Fixed Mortgage Rates Ease Going Into The Labor Day Weekend
Minneapolis, MN: Freddie Mac today released the results of its Primary Mortgage Market Survey® (PMMS®), showing fixed mortgage rates pulling back and following bond yields lower after gradually moving higher over the past month.
- 30-year fixed-rate mortgages averaged 3.59 percent with an average 0.6 point for the week ending August 30, 2012, down from last week when it averaged 3.66 percent. Last year at this time, the 30-year FRM averaged 4.22 percent.
- 15-year fix rate mortgages this week averaged 2.86 percent with an average 0.6 point, down from last week when it averaged 2.89 percent. A year ago at this time, the 15-year FRM averaged 3.39 percent.
- 5-year adjustable-rate mortgages (ARM) averaged 2.78 percent this week with an average 0.6 point, down from last week when it averaged 2.80 percent. A year ago, the 5-year ARM averaged 2.96 percent.
Attributed to Frank Nothaft, vice president and chief economist, Freddie Mac.
- “Treasury bond yields fell, allowing mortgage rates to follow, after the release of the July 31st and August 1stminutes of the Federal Reserve’s monetary policy committee. Committee members agreed that economic activity had decelerated more in recent months than they had anticipated at their last meeting in June. Some members even saw room for additional stimulus fairly soon if needed.
- “Nonetheless, the housing market continued to show improvement over the past few months.
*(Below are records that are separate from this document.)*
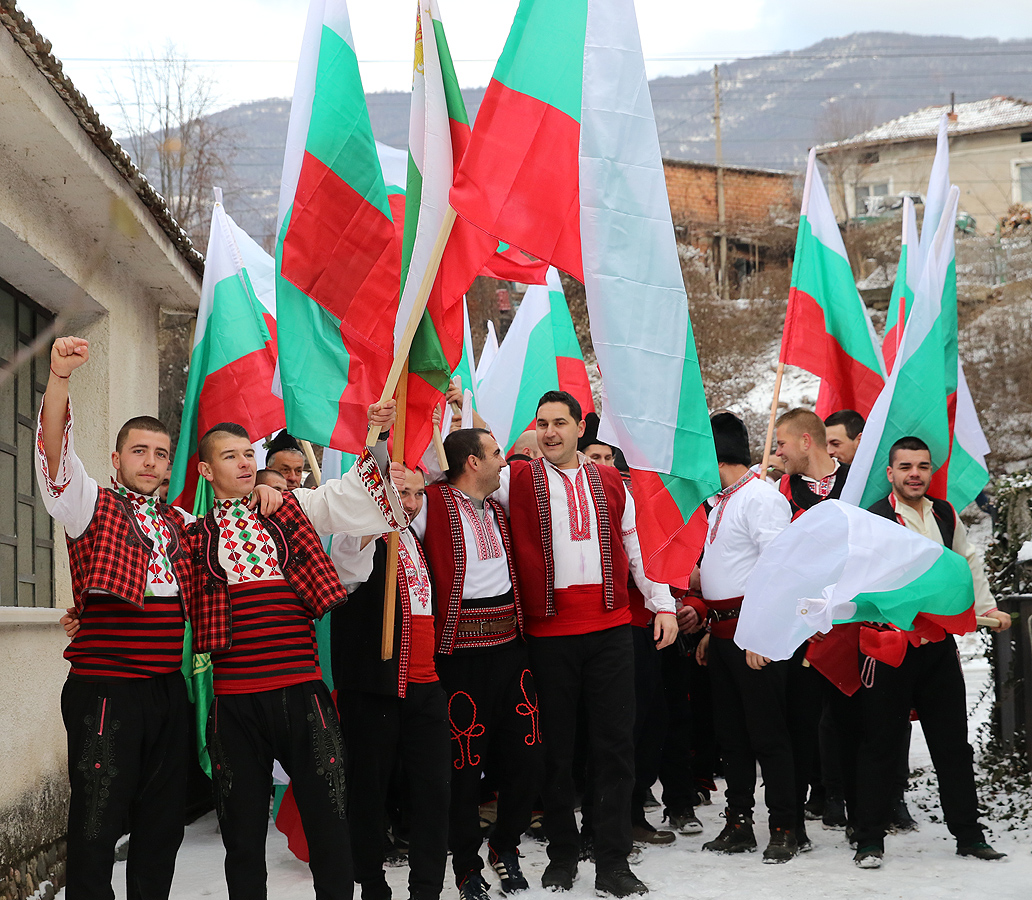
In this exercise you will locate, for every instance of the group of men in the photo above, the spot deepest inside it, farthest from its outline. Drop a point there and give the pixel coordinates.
(526, 655)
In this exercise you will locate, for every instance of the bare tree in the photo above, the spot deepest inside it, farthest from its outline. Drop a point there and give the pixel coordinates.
(166, 115)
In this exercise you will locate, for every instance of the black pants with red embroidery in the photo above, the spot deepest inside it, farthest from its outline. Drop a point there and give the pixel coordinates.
(298, 726)
(127, 765)
(931, 681)
(413, 732)
(594, 671)
(492, 711)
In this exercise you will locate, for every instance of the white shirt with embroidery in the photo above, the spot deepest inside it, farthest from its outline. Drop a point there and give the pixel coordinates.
(354, 566)
(70, 496)
(752, 517)
(576, 550)
(486, 564)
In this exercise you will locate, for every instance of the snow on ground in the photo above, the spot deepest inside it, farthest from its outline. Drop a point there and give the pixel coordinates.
(917, 866)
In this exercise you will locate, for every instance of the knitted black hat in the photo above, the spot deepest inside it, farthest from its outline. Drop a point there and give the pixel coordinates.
(731, 439)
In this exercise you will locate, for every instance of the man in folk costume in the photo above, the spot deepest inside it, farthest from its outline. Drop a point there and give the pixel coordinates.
(125, 703)
(749, 692)
(257, 584)
(574, 542)
(921, 670)
(482, 660)
(394, 712)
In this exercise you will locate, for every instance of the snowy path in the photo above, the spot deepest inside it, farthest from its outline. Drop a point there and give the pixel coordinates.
(917, 866)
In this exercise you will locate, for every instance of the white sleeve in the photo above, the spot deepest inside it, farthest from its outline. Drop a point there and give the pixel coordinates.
(657, 597)
(361, 502)
(352, 561)
(69, 494)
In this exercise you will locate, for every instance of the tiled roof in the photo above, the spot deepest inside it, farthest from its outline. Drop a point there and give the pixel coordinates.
(37, 49)
(990, 115)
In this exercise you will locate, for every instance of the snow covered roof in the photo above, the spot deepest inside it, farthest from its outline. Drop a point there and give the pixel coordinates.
(38, 50)
(991, 115)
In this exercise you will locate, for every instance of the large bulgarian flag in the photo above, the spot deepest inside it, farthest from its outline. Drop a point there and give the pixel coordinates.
(233, 358)
(337, 257)
(565, 163)
(913, 400)
(828, 328)
(540, 353)
(965, 472)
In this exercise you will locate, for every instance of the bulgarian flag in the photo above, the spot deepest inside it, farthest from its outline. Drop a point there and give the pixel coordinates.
(540, 353)
(233, 358)
(913, 400)
(839, 564)
(828, 328)
(337, 257)
(565, 162)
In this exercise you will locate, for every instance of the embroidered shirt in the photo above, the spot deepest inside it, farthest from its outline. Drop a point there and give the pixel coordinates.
(750, 517)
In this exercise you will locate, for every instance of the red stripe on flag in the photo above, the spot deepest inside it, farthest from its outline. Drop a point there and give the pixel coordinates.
(337, 247)
(845, 383)
(519, 180)
(671, 545)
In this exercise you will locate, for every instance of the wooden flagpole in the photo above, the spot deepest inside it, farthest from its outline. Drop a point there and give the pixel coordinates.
(401, 352)
(390, 582)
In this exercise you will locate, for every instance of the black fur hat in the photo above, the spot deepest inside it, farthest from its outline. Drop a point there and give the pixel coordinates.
(731, 439)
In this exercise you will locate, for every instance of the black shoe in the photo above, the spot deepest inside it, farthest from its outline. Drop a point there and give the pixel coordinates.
(980, 850)
(902, 821)
(474, 888)
(868, 858)
(736, 837)
(619, 882)
(558, 876)
(834, 816)
(782, 845)
(506, 865)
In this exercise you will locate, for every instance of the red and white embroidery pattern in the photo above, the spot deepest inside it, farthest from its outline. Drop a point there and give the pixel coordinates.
(483, 532)
(580, 512)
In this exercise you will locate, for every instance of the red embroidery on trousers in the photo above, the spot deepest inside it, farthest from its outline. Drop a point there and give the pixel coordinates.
(473, 730)
(529, 708)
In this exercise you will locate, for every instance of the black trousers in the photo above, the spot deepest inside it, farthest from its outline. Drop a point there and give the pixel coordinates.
(751, 725)
(382, 732)
(676, 766)
(595, 671)
(298, 726)
(931, 681)
(127, 765)
(492, 713)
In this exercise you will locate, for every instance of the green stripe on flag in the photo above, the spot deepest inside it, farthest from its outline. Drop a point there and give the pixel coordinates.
(554, 32)
(341, 120)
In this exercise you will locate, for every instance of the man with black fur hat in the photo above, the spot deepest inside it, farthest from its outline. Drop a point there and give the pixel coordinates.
(749, 695)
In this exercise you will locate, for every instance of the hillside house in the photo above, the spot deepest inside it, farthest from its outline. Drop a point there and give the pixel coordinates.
(87, 247)
(990, 160)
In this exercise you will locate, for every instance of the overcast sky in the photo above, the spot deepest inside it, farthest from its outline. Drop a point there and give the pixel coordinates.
(251, 46)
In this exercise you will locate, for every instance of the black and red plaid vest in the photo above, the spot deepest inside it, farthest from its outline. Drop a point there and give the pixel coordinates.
(445, 550)
(530, 519)
(304, 565)
(110, 556)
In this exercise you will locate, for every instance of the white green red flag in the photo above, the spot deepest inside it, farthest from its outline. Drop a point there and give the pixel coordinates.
(913, 400)
(839, 564)
(337, 257)
(565, 163)
(539, 354)
(828, 328)
(233, 358)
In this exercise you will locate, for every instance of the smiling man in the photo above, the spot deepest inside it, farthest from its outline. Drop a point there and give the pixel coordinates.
(575, 543)
(258, 583)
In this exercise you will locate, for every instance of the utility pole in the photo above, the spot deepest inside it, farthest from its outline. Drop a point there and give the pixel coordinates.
(720, 223)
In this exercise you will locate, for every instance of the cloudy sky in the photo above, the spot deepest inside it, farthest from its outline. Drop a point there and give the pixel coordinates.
(251, 46)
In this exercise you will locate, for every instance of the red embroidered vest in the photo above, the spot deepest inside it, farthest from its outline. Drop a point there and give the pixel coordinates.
(445, 550)
(304, 565)
(110, 556)
(530, 519)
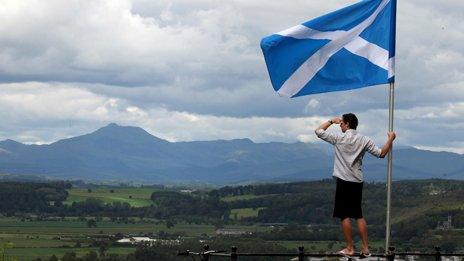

New home sales rose 3.6 percent in July matching May’s pace as the strongest month since April 2010. Similarly, pending existing home sales also rose in July to its highest rate since April 2010. And, the S&P/Case-Shiller® National Home Price Index rose 1.2 percent between the second quarter of 2011 and 2012, reflecting the first annual increase since the second quarter of 2010.”
Freddie Mac’s survey is the average of loans bought from lenders last week, including discount points.